[comp.arch] Average Program Size

robert@setting.weitek.UUCP (Robert Plamondon) (03/23/88)

In article <10018@steinmetz.steinmetz.UUCP> davidsen@kbsvax.steinmetz.UUCP
 (William E. Davidsen Jr) writes:
>  As nearly as I can determine, workstations are used for graphics,
>software development, word processing, reading news, and reading mail.
>They are used to provide a windowing platform with NFS, and generally
>the programs run are less than 1 min cpu, less than 2MB memory
>(exculding the graphics display).
>
>  I realize that some places may not offer mainframe power for large
>problems, but I doubt that it's common to run really large stuff on a
>workstation. I'm sure that if others disagree I'll see it here.

Your mistake is assuming that things like graphics and word
processing are simple, small applications.  For example, WEITEK's
"data sheet" for the WTL 3164 and WTL 3364 floating-point units is
about 180 pages long.  The Interleaf software we used to create the
data sheet has an executable file that's nearly 2 MB long, and many
more megabytes of fonts. The data sheet itself takes well over 2 MB
of disk space, and when unpacked into its working form it overflows
our 24 MB of swap space. Our Sun 3/50 workstations are inadequate for
such a document: not enough MIPS, not enough disk space, not enough
swap space, not enough main memory.  But this is simply a large
document in the mainstream of what workstations are used for: an
interactive text/graphics application.

Sure, if you look at a three-year-old program, it only requires the
machine resources available three years ago, but that's not a valid
test of future needs -- or even current needs.  New programs, or
frequently-updated old programs, are what you should watch.
Interleaf's original product (OPS v. 1.0) ran perfectly well on a Sun
II with 2 MB. The current product ("Full TPS" v. 3.0.18), REQUIRES 4
MB and should have 8 MB, and is almost intolerable on a Sun II with
any amount of memory.

	-- Robert

-- 

    Robert Plamondon
    UUCP: {pyramid,cae780}!weitek!robert
    ARPA: "pyramid!weitek!robert"@decwrl.dec.COM
    "The paper IS the product"

jk3k+@andrew.cmu.edu (Joe Keane) (04/01/88)
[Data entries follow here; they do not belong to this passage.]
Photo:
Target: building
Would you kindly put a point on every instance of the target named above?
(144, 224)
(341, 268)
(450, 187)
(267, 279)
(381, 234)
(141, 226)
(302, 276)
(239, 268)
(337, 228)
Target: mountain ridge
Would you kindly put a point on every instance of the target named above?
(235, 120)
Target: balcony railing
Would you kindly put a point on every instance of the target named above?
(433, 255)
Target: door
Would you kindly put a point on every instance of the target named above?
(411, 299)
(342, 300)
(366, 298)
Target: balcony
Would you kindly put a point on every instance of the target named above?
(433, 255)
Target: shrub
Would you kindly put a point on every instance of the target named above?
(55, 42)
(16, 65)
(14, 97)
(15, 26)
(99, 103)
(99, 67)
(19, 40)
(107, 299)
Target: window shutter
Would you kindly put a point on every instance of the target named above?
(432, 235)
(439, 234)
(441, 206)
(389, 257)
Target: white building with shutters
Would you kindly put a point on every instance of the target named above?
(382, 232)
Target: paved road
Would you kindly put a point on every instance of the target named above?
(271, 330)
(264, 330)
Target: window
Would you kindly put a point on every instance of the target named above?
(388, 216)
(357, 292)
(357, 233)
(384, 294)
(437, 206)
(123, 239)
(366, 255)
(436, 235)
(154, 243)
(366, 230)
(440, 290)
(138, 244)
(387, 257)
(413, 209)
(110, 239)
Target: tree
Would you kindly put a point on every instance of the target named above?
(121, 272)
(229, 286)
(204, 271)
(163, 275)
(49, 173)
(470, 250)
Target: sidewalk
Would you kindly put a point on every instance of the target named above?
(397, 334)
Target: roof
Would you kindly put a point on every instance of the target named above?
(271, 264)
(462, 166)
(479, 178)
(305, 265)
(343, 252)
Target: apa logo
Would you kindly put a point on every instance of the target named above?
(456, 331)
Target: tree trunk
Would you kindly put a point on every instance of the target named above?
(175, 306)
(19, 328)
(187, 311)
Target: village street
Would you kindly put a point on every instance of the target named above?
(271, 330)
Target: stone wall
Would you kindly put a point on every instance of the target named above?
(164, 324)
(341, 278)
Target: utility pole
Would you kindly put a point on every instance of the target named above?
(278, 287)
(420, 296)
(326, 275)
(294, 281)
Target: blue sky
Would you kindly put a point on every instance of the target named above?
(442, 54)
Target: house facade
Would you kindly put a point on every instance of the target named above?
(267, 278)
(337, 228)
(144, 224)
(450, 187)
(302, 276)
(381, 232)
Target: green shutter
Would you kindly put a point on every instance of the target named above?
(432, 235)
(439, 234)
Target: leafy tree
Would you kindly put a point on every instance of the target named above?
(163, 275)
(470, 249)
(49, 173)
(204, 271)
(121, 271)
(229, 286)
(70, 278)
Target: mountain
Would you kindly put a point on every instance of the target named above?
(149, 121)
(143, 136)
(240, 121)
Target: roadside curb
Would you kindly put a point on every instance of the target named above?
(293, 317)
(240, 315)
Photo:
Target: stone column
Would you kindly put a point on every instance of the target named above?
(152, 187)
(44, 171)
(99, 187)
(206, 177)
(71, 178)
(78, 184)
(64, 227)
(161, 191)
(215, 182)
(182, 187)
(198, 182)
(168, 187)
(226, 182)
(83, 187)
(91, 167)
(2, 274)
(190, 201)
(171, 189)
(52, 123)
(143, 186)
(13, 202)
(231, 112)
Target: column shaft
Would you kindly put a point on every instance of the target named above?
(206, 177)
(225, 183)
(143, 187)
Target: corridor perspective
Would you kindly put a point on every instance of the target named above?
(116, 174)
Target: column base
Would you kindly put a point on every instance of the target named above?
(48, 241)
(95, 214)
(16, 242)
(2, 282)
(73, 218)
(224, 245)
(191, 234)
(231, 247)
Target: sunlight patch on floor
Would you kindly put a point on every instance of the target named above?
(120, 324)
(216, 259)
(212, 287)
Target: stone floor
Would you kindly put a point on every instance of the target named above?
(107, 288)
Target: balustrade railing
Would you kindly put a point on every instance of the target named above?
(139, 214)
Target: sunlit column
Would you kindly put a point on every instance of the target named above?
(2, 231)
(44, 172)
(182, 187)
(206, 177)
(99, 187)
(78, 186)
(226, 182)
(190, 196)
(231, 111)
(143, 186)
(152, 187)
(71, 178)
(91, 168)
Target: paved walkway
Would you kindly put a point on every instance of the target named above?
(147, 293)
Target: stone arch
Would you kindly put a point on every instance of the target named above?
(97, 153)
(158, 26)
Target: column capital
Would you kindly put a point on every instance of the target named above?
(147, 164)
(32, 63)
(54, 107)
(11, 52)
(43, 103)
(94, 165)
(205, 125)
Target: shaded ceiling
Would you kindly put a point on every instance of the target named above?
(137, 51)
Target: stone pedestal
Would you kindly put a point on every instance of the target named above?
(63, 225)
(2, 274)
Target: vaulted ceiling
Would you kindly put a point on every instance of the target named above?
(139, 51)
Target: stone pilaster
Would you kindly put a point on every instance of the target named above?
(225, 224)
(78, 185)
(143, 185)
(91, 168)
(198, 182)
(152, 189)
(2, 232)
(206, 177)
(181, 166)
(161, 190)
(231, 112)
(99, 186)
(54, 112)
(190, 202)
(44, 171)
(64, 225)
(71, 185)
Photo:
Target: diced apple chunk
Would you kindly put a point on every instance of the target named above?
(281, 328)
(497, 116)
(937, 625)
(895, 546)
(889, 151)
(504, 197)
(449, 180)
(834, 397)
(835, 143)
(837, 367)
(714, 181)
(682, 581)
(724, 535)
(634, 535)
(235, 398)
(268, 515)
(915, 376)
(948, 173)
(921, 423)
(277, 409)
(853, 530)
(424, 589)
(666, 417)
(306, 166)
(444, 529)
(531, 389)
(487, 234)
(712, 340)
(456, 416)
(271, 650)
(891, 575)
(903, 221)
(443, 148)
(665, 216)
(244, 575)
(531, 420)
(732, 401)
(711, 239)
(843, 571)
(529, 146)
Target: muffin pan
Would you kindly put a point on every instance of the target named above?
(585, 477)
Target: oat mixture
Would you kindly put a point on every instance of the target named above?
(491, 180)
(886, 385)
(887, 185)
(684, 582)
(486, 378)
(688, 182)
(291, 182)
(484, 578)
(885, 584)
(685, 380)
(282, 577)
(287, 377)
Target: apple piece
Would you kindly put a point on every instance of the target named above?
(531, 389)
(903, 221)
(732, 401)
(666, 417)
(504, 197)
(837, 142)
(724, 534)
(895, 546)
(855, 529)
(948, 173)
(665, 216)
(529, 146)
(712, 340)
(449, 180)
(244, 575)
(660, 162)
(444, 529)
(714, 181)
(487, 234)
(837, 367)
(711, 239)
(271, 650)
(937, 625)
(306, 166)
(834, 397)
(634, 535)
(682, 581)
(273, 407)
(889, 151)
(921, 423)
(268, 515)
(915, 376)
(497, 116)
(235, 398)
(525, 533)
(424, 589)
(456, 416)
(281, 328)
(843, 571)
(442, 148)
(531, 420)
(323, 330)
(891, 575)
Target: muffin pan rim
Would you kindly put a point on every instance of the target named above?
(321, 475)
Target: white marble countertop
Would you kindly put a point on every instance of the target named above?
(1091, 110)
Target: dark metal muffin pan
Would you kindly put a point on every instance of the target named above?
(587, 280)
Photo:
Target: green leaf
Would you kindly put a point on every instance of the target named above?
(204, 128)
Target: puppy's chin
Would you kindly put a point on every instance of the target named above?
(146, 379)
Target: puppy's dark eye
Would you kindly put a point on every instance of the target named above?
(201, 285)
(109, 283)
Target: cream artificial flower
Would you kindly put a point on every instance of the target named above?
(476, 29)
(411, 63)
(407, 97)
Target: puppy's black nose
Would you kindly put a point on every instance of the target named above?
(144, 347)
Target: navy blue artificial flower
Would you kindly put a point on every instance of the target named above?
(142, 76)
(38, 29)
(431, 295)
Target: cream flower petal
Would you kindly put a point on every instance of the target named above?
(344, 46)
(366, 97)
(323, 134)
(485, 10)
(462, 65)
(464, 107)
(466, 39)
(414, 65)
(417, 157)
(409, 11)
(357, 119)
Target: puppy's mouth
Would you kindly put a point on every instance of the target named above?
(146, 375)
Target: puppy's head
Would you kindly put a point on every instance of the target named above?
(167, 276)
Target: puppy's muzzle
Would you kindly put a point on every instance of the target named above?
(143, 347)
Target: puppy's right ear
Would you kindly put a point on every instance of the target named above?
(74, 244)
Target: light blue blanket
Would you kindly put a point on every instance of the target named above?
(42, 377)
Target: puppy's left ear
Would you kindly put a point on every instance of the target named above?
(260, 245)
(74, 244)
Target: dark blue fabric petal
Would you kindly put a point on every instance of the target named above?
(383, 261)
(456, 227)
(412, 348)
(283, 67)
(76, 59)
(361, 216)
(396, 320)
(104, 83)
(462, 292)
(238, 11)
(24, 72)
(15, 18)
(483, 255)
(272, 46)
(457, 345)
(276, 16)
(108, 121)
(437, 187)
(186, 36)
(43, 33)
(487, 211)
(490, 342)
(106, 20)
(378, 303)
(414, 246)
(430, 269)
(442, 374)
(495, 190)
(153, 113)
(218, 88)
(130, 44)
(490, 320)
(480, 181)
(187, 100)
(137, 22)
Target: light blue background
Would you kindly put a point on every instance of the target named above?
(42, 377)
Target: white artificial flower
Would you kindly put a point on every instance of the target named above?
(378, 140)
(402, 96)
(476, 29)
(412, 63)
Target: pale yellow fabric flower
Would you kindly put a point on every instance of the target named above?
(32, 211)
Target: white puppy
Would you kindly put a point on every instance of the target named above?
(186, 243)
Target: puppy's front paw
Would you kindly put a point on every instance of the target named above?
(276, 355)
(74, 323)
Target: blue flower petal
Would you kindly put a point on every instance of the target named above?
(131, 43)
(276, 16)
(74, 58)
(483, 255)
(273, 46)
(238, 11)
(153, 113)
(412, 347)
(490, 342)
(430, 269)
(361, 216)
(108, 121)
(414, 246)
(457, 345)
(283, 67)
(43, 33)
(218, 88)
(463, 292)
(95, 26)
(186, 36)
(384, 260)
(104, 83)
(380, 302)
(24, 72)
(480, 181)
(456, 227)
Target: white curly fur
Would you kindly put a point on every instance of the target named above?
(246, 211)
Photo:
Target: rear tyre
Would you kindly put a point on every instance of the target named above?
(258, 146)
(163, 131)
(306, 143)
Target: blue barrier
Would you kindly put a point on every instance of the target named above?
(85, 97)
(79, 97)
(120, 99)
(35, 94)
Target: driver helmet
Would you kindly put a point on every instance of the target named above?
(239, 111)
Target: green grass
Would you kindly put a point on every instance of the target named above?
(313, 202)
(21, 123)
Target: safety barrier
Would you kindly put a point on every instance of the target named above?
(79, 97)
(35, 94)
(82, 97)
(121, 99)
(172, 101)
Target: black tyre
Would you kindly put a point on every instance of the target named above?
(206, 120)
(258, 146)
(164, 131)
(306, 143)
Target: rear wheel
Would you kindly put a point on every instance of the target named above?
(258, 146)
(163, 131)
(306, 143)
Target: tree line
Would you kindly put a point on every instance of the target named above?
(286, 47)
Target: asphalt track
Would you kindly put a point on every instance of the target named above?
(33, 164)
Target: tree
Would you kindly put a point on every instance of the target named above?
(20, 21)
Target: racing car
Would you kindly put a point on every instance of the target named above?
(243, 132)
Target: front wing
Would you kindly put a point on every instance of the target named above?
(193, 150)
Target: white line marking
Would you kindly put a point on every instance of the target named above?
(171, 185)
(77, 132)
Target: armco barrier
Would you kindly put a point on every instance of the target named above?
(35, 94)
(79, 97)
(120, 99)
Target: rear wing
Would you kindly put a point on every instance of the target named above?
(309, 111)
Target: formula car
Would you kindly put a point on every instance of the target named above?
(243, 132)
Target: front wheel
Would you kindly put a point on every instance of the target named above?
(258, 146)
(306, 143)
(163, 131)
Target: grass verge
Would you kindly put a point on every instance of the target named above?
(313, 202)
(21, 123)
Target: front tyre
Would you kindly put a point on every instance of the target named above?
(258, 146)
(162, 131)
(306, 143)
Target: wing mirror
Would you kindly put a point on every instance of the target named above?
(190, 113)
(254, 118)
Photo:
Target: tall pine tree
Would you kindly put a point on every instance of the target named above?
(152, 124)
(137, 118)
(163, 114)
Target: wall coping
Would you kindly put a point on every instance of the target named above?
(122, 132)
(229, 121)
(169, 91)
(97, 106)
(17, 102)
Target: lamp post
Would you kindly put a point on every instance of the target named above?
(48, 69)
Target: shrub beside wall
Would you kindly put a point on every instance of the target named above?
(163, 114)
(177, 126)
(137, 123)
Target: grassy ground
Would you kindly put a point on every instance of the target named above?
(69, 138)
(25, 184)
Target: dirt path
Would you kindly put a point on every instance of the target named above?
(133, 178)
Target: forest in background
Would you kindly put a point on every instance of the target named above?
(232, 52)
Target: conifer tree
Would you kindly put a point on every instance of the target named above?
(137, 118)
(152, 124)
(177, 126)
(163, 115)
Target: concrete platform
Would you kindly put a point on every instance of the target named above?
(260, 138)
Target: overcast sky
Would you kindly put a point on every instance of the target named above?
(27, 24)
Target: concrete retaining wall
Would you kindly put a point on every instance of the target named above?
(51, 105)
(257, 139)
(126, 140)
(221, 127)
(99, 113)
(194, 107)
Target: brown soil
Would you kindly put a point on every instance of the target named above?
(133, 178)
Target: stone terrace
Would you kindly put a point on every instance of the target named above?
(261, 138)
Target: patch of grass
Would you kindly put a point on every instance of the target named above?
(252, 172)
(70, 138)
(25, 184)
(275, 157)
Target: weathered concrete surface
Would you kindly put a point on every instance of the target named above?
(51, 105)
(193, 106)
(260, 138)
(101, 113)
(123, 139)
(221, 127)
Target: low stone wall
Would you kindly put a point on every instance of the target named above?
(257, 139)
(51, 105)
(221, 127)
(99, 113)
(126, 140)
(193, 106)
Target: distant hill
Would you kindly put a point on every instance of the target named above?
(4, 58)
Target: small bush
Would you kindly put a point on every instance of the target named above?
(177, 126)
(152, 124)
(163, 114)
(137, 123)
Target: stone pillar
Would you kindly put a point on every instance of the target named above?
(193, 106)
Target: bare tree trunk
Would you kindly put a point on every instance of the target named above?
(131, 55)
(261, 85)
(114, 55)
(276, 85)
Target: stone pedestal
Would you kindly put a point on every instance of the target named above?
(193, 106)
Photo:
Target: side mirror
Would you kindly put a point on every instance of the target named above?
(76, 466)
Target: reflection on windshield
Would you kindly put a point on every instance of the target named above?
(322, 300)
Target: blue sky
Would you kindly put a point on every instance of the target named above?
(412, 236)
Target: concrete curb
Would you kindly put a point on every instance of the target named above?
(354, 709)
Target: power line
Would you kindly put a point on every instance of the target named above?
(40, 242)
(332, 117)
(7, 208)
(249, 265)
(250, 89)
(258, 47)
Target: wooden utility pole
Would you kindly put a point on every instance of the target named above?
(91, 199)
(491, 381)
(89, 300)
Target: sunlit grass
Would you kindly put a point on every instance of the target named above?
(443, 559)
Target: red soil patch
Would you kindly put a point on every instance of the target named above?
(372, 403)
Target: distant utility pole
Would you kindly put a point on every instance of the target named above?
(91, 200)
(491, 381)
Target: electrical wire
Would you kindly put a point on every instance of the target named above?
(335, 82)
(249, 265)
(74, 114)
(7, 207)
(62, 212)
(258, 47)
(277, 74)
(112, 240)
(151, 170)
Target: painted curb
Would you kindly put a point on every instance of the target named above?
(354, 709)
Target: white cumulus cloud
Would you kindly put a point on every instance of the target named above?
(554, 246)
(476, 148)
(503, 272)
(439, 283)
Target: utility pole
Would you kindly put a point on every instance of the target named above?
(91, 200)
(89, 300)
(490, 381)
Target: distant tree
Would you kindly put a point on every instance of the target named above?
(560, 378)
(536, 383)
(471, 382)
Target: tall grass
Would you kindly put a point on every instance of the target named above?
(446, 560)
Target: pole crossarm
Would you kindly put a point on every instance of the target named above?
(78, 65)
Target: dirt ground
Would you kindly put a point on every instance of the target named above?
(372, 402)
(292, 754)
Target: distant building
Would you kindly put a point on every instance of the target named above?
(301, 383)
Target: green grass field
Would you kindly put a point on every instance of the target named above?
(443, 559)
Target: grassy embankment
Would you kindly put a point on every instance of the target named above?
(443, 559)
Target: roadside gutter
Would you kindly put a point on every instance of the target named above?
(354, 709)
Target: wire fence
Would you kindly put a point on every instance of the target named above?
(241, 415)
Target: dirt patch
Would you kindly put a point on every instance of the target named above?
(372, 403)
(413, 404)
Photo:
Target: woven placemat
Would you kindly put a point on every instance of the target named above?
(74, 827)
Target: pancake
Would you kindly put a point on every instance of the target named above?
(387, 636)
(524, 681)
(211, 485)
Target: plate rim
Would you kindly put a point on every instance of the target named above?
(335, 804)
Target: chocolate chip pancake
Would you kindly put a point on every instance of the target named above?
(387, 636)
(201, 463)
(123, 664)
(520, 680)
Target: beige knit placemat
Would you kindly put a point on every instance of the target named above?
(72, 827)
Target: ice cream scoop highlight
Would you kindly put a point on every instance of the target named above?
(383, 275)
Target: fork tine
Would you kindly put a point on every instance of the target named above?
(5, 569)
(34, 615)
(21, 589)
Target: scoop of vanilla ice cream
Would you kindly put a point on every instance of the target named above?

In article <10018@steinmetz.steinmetz.UUCP> davidsen@kbsvax.steinmetz.UUCP
 (William E. Davidsen Jr) writes:
>  As nearly as I can determine, workstations are used for graphics,
>software development, word processing, reading news, and reading mail.
>They are used to provide a windowing platform with NFS, and generally
>the programs run are less than 1 min cpu, less than 2MB memory
>(exculding the graphics display).
>
>  I realize that some places may not offer mainframe power for large
>problems, but I doubt that it's common to run really large stuff on a
>workstation. I'm sure that if others disagree I'll see it here.

Well here i am on a Sun-3 Andrew workstation, and what's the limiting factor?
_Memory_, by a long shot over CPU speed.  Let's see what we've got: window
manager, 1M (blame the picture background); Console (monitor mail and much much
more), 1M; Gnu-Emacs, 1M (2M if i've been editing); Messages (reading
everything and writing this message), 2M.  Resident sizes are about half that.
These are my default programs; i haven't added in the real memory hogs (large
rasters, large tree searches).  Add in 1M for the kernel and run it on a 4M
machine.  It's not pretty (he says as the disk drive makes terrible noises),
and it's not fast.

Actually right now i'm cheating and running across four machines (fast as
hell), but don't try this during peak hours.